The absolute opposite view on free will is held by John Calvin, who says (Commentarium in evangelium Ioannis) that firstly, the ways of God are mysterious (an admission that he has no real answer), but secondly, Judas was predestined to be lost: Jesus placed an untrustworthy person among the disciples because the plan required one of them to betray him. Calvin's Judas is "required" to be evil and then to be justly condemned, so Jesus can perfectly well put Judas in a position of temptation, knowing that he will fail. This resonates with the opinion of John Chrysostom (Homilies on the Gospel of John 65), who says that Judas was given charge of the purse so that when he betrayed Jesus for thirty pieces of silver, he wouldn't have the excuse that he really needed the money.

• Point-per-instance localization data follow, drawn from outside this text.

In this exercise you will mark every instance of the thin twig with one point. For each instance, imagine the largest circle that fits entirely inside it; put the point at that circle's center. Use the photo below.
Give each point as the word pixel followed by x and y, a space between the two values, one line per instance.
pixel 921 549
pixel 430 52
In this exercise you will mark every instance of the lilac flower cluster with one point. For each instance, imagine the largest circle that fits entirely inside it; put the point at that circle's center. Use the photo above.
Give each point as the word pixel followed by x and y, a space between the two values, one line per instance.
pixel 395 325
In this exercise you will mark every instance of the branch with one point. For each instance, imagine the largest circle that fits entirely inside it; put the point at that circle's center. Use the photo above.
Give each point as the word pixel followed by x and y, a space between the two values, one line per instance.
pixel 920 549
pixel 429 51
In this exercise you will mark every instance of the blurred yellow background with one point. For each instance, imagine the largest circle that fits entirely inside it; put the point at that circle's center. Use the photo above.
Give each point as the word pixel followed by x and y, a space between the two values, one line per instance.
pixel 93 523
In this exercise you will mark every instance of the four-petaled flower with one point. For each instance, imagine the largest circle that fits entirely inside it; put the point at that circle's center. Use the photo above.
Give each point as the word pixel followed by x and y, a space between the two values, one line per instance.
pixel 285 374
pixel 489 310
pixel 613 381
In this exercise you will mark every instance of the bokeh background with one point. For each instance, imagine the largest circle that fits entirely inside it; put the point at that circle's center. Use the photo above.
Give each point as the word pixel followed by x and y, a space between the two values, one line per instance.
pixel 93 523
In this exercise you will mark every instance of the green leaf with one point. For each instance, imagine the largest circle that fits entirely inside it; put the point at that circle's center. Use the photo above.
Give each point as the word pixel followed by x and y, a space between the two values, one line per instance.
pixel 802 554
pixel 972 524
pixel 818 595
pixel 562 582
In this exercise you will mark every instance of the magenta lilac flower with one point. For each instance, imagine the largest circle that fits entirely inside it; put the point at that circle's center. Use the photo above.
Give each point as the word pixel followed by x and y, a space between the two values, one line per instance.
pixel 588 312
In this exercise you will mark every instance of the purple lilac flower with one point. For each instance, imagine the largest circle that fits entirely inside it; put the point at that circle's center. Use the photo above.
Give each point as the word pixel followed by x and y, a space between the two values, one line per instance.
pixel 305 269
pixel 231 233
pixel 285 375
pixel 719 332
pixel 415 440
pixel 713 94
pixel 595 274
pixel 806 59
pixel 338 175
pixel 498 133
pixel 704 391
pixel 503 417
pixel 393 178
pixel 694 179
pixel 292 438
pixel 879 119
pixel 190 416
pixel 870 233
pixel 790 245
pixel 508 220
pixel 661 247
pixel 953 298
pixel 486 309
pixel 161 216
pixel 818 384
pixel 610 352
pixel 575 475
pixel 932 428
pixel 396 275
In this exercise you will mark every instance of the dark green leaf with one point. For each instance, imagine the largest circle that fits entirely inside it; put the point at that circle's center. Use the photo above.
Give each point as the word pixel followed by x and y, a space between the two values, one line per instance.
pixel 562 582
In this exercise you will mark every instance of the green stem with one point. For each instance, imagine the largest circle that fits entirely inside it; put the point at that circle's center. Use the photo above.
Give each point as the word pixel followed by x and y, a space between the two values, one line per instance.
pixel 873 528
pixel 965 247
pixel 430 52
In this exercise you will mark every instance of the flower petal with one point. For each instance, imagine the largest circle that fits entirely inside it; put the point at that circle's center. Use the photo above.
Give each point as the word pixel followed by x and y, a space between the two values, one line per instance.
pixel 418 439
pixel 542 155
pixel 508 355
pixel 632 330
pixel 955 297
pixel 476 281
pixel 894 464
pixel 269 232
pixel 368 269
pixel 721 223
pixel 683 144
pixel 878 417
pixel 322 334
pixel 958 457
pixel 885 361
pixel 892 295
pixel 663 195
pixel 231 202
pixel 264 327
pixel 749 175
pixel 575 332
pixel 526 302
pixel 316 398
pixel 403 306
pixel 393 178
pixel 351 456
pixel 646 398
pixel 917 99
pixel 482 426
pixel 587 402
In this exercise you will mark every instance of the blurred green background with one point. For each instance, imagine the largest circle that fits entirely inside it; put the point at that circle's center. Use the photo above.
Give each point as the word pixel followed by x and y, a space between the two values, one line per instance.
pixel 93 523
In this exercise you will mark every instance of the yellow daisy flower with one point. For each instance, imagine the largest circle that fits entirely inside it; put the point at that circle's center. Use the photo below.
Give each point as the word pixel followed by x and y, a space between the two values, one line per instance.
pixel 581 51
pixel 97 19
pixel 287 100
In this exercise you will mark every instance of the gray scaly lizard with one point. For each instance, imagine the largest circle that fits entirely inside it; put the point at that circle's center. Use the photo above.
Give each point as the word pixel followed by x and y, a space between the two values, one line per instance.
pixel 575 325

Perhaps characteristically, Karl Barth (Church Dogmatics, 35.4, "The Determination of the Rejected") welds all of these ideas, and more, into a single incredibly dense lump of thought. He sees the sin of Judas, in betraying Jesus, principally as an exploitation or rejection of the sacred. This is mirrored in his eventual suicide, in his attitude to the anointing in this passage, and in his love of money. But he is still a human being and a disciple - and all of the disciples have their bad moments, as they fail to live up to the expectations of Jesus. So there is a sense in which Judas provides an example for us, not only personally but in the life of the Church (his replacement by Matthias is critical for this - a purging of communal failure). But the more important statement, for Barth, is that Jesus is on Judas's side, even if Judas is not on his side. We are meant to imitate Christ in love of God and one another, even our "enemies", just as he put trust in the one who would betray him.